To Arkham and the Stars
by Fritz Leiber
  

Review by
Robert Wilfred Franson

first appeared in —
The Dark Brotherhood and Other Pieces, 1966
by H. P. Lovecraft and Divers Hands
edited by August Derleth

included in —
The Book of Fritz Leiber
The Book of Fritz Leiber (Vol I and Vol. II)

Fritz Leiber and H. P. Lovecraft:
    Writers of the Dark

October 2010

  
Arkham town & Miskatonic University today, and who remains

"To Arkham and the Stars" is one of Fritz Leiber's thoughtful memorials to H. P. Lovecraft. It's a minor short-story, set in Lovecraft's darkly-haunted university town of Arkham, wherein some aspects have yielded to modern impulses, but other aspects and even some people hold on as in Lovecraft's time:

Early on the morning of September 14th last I stepped down onto the venerable brick platform of the Arkham station of the Boston and Maine Railroad.
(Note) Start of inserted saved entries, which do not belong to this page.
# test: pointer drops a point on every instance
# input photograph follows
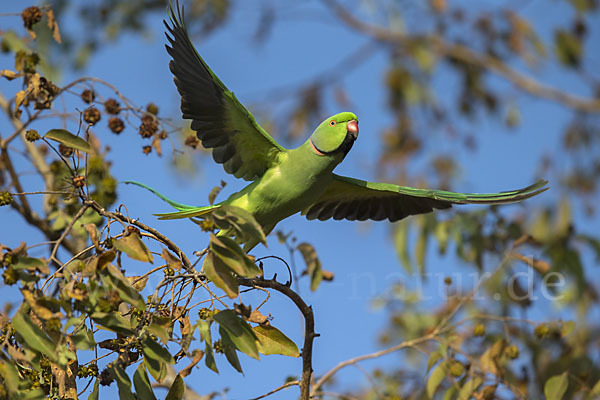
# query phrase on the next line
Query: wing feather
(221, 122)
(354, 199)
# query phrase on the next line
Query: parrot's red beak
(352, 128)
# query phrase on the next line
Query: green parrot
(288, 181)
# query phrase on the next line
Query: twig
(309, 327)
(405, 344)
(469, 56)
(162, 238)
(284, 386)
(66, 231)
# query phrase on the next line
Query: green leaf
(83, 338)
(468, 388)
(556, 387)
(434, 357)
(436, 377)
(450, 393)
(156, 358)
(219, 274)
(95, 394)
(229, 350)
(32, 264)
(595, 390)
(241, 222)
(143, 388)
(133, 246)
(240, 332)
(209, 358)
(32, 336)
(113, 279)
(421, 250)
(123, 382)
(313, 264)
(272, 341)
(401, 244)
(567, 328)
(10, 374)
(177, 389)
(159, 330)
(67, 138)
(232, 255)
(568, 48)
(114, 322)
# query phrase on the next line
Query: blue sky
(360, 254)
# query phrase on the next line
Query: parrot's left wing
(354, 199)
(222, 123)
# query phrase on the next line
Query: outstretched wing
(354, 199)
(221, 122)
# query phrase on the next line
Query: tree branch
(162, 238)
(309, 327)
(469, 56)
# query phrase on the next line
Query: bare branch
(284, 386)
(403, 345)
(309, 327)
(162, 238)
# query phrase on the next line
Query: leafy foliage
(83, 321)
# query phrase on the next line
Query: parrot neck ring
(345, 146)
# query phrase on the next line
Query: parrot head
(335, 135)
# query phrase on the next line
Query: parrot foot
(261, 265)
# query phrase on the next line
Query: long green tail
(510, 196)
(185, 211)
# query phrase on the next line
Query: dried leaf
(272, 341)
(133, 246)
(92, 231)
(32, 336)
(173, 261)
(39, 310)
(204, 329)
(137, 283)
(556, 387)
(196, 357)
(123, 382)
(542, 267)
(435, 379)
(156, 358)
(469, 387)
(156, 145)
(177, 389)
(313, 264)
(257, 317)
(241, 334)
(143, 388)
(67, 138)
(53, 25)
(229, 349)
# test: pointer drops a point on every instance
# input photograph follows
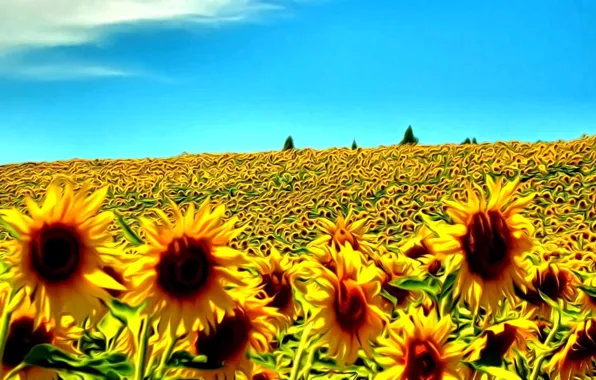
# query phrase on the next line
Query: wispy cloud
(30, 25)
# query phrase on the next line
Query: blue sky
(160, 77)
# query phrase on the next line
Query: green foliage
(289, 144)
(409, 137)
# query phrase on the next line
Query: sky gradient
(243, 75)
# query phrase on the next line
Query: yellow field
(281, 199)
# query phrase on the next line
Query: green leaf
(429, 285)
(114, 366)
(129, 234)
(183, 359)
(498, 372)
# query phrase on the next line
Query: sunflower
(58, 256)
(497, 341)
(577, 356)
(588, 301)
(554, 281)
(416, 348)
(277, 274)
(394, 267)
(346, 306)
(260, 372)
(185, 268)
(246, 328)
(343, 231)
(486, 243)
(24, 333)
(419, 246)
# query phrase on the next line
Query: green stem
(549, 338)
(300, 351)
(142, 355)
(4, 326)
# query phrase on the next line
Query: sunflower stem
(549, 338)
(300, 351)
(4, 326)
(142, 355)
I could have flown in, arriving at the fine new Arkham Airport north of town, where I am told a suburb of quite tasteful Modern Colonial homes now covers most of Meadow Hill, but I found the older conveyance convenient and congenial.
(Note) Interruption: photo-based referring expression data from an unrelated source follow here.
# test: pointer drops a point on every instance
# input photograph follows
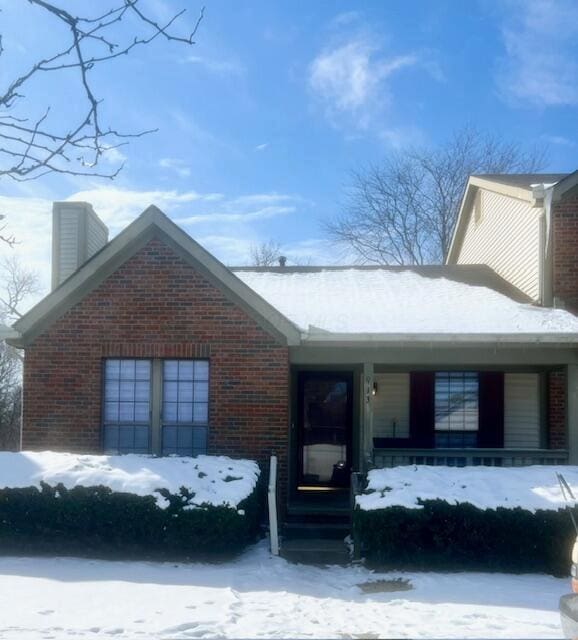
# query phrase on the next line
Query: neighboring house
(147, 343)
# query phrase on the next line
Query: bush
(461, 536)
(96, 519)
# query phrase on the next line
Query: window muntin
(127, 406)
(185, 406)
(456, 409)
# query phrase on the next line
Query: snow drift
(530, 488)
(215, 480)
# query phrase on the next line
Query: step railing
(357, 485)
(272, 504)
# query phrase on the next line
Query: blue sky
(262, 120)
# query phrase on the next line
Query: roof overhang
(152, 223)
(562, 340)
(8, 333)
(569, 183)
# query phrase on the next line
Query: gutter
(8, 333)
(564, 339)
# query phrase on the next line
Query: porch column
(572, 412)
(367, 418)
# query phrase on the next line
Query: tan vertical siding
(506, 238)
(391, 405)
(522, 410)
(96, 234)
(68, 257)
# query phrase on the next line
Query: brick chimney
(77, 234)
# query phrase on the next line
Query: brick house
(148, 344)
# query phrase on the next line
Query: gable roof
(325, 305)
(522, 180)
(513, 185)
(151, 223)
(468, 303)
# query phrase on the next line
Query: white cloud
(220, 67)
(351, 77)
(177, 166)
(540, 67)
(558, 140)
(118, 207)
(265, 213)
(230, 223)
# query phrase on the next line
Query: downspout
(544, 193)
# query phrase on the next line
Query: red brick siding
(156, 305)
(557, 410)
(565, 233)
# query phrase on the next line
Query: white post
(367, 430)
(272, 503)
From these first two sentences, a few hints already may emerge for the not-too-ensorcelled Lovecraft fan:

  • Arkham town still exists, despite its legacy of drawing terrible happenings like a lightning rod.
  • Astoundingly, there has been sufficient population inflow to require new home developments, presumably bought by those who have not heard, or more likely cannot believe, what transpired in Arkham in the 1920s and 1930s.
  • The narrator is comfortable traveling into Arkham; and as we will see, is known to certain of the inhabitants.
  • Although the author's treatment is modern, he will be empathetic and gentle with Arkham's unhallowed traditions.
      

Fritz Leiber is a greater writer with a vastly broader range than H. P. Lovecraft, but Lovecraft is a pioneer — of whom Leiber has written both appreciatively and with critical acuity. "To Arkham and the Stars" is a fictional appreciation of the Young Gentleman of Providence for his latter-day fans, and although it can be enjoyed by anyone, it will convey far more to someone who has read all or most of Lovecraft's horror-fantasies, the Cthulhu Mythos and others.
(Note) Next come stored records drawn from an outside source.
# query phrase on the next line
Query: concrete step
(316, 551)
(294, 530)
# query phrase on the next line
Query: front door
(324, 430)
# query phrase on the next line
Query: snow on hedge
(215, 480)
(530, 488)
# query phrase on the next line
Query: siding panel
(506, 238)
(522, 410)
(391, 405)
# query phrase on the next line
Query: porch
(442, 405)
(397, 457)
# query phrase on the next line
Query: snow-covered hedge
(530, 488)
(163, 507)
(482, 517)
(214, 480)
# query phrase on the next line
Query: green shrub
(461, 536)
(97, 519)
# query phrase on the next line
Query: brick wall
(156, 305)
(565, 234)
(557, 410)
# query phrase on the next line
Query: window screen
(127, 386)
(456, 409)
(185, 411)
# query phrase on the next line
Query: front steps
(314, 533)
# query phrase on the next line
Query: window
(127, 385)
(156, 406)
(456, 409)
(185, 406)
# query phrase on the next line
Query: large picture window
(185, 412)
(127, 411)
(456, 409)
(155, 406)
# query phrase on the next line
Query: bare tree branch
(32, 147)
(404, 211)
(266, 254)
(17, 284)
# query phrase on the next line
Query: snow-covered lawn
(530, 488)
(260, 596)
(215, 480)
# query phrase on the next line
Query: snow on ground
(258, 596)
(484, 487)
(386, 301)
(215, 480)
There are in-field references, such as naming writer-critics Colin Wilson and Edmund Wilson, Damon Knight and Avram Davidson — deftly handled in context that is appropriate for Lovecraft, clever, and funny. There is an apt footnote to Carl Jung. One of the Miskatonic University professors says:

"I too have my problems discouraging sensationalism. For instance, I had to disappoint M.I.T. when they asked me for a sketch of the physiology and anatomy of the Ancient Ones, to be used in the course they give in the designing of structures and machines for 'imaginary' — Gad! — extra-terrestrial beings. Engineers are a callous breed — and in any case the Ancient Ones are not merely extra-terrestrial, but extra-cosmic. I've also had to limit access to the skeleton of Brown Jenkin, though that has given rise to a rumor that it is a file-and-brown-ochre fake like the Piltdown skull."

What even steeped-in-eldritch Lovecraft fans may not recognize in this passage is that the M.I.T. course referred to is quite real. It was written up in a featured article, "Space, Time and Education" by John E. Arnold, Astounding Science Fiction, May 1953. Notably creative thinking for its time, and — despite the Miskatonic professor — still interesting.
  

"To Arkham and the Stars" is a little story but well-packed by a master, and fans of Lovecraft and Leiber should enjoy it.